In het meetplan is vastgelegd hoe gemeten zal worden. Dit is
overeenkomstig de wettelijke normen die daarvoor gelden. Bij
de metingen die door TNO zijn en worden verricht wordt ook
de verticale en horizontale railtrillingen op de spoor(staaf)
gemeten. Deze meting heeft tot doel om de wiel/railruwheid
te bepalen en de afstandsdemping van het spoor.
Overigens voldoet de HSL ten aanzien van de trillingen in de
baan en in de ondergrond, aan de normen van de SBR
(Stichting Bouwresearch) richtlijnen.
52. VVD Aptroot Vraag:
Hoe staat het met de plannen voor en financiering van
de Tweede westelijke Maasoever-verbinding?
Antwoord:
Over de Tweede westelijke oeververbinding in de
Rotterdamse regio hebben we recent in het BO-MIRT
afgesproken dat het voorkeursbesluit in de eerste helft van
2010 wordt genomen. Onderzoek daarvan is de uitwerking
van onder andere inpassing en kostenverdeling, inclusief het
aanbod van private financiering van het Havenbedrijf.
53. VVD Aptroot Vraag:
Is de minister bereid om een extra Rijksbijdrage te
leveren bovenop de huidige 1 miljard ten behoeve
van het project A13/A16?
Antwoord:
Voor het project A13/16 heb ik in het MIRT een bedrag van
1 miljard opgenomen.
Op dit moment zie ik geen aanleiding dit bedrag te verhogen.
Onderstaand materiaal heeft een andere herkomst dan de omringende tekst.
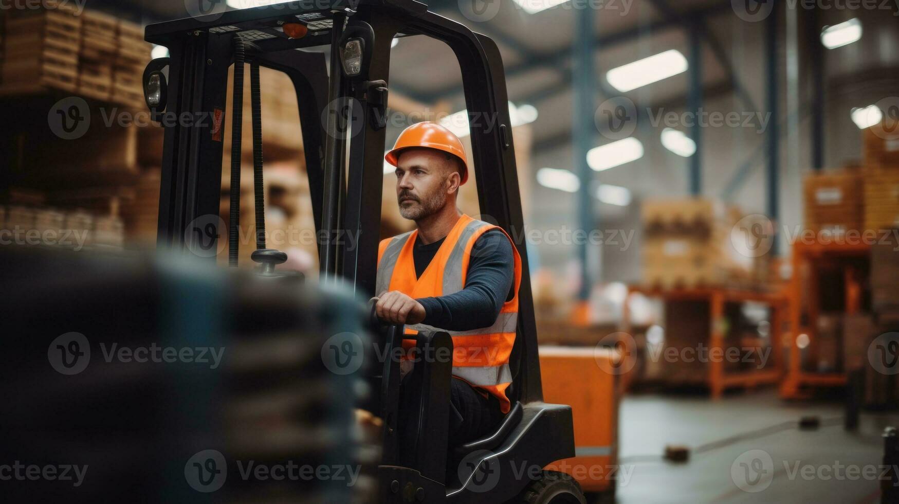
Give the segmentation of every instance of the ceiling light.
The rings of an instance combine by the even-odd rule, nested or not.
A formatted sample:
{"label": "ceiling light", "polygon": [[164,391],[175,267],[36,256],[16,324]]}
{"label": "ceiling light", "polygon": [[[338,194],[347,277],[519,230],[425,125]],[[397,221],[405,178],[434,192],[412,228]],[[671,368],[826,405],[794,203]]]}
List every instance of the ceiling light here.
{"label": "ceiling light", "polygon": [[867,107],[852,109],[851,117],[852,122],[855,122],[855,125],[859,130],[864,130],[875,124],[880,124],[880,121],[884,118],[884,113],[880,112],[877,105],[868,105]]}
{"label": "ceiling light", "polygon": [[[530,105],[528,104],[525,104],[518,107],[517,111],[518,111],[518,120],[521,122],[521,124],[527,124],[529,122],[533,122],[537,121],[537,116],[539,115],[539,113],[537,112],[537,107],[535,107],[534,105]],[[518,126],[518,124],[515,124],[514,119],[512,122],[512,125]]]}
{"label": "ceiling light", "polygon": [[598,172],[640,158],[643,158],[643,144],[633,137],[594,147],[587,151],[587,164]]}
{"label": "ceiling light", "polygon": [[561,5],[568,0],[514,0],[521,10],[529,14],[537,14],[540,11],[551,9],[556,5]]}
{"label": "ceiling light", "polygon": [[537,170],[537,182],[550,189],[566,193],[576,193],[581,188],[581,179],[569,170],[558,168],[540,168]]}
{"label": "ceiling light", "polygon": [[153,50],[150,52],[150,58],[156,59],[157,58],[168,58],[168,56],[167,47],[153,44]]}
{"label": "ceiling light", "polygon": [[821,31],[821,43],[827,49],[836,49],[858,40],[861,38],[861,22],[852,18],[847,22],[825,26]]}
{"label": "ceiling light", "polygon": [[596,197],[606,204],[628,206],[630,204],[630,191],[620,185],[603,184],[596,190]]}
{"label": "ceiling light", "polygon": [[685,72],[687,67],[687,58],[672,49],[612,68],[606,73],[606,80],[625,92]]}
{"label": "ceiling light", "polygon": [[468,130],[468,111],[460,110],[455,113],[450,113],[441,120],[441,126],[450,130],[457,137],[470,135],[471,131]]}
{"label": "ceiling light", "polygon": [[690,158],[696,152],[696,142],[682,131],[665,128],[662,130],[662,145],[678,156]]}
{"label": "ceiling light", "polygon": [[[515,104],[509,102],[509,120],[513,128],[537,121],[537,109],[533,105],[523,104],[518,107],[515,106]],[[495,124],[487,122],[484,114],[480,114],[478,117],[479,121],[485,122],[485,126],[488,128],[495,126]],[[454,135],[459,138],[470,135],[471,131],[468,130],[468,111],[460,110],[444,117],[441,120],[441,126],[450,130]]]}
Ik heb in het BO-MIRT voor dit project met de regio
afgesproken dat we, op verzoek van de regio, in de komende
maanden de inpassing van de A13/16 op een tweetal
trajectdelen nader zullen bezien. Ik heb dit verzoek
ingewilligd onder de voorwaarde dat regio dan bijdraagt aan
de eventuele extra benodigde financiën.
Ik zal daarom nu eerst de resultaten van de inpassingsstudie
en het financieringsvoorstel van de regio afwachten. Daarop
wil ik nu niet vooruit lopen.
54. VVD Aptroot Vraag:
Is de minister van mening dat het project
Rotterdamsebaan door moet gaan en dat Den Haag een
extra bijdrage moet krijgen bij de wegen die de stad in
gaan?
Antwoord:
In het BO MIRT van eind 2008 heb ik een vaste bijdrage van
225 miljoen beschikbaar gesteld. Die bijdrage is gebaseerd
op de verkenning Trekvliettracé en de bijbehorende
kostenraming van 450 miljoen.
De risico's van uitvoering liggen nu, zoals gebruikelijk bij
subsidieprojecten, bij de subsidieontvanger. Het project wordt
op dit moment in de planstudie fase verder uitgewerkt.
Voor een extra bijdrage zie ik geen aanleiding.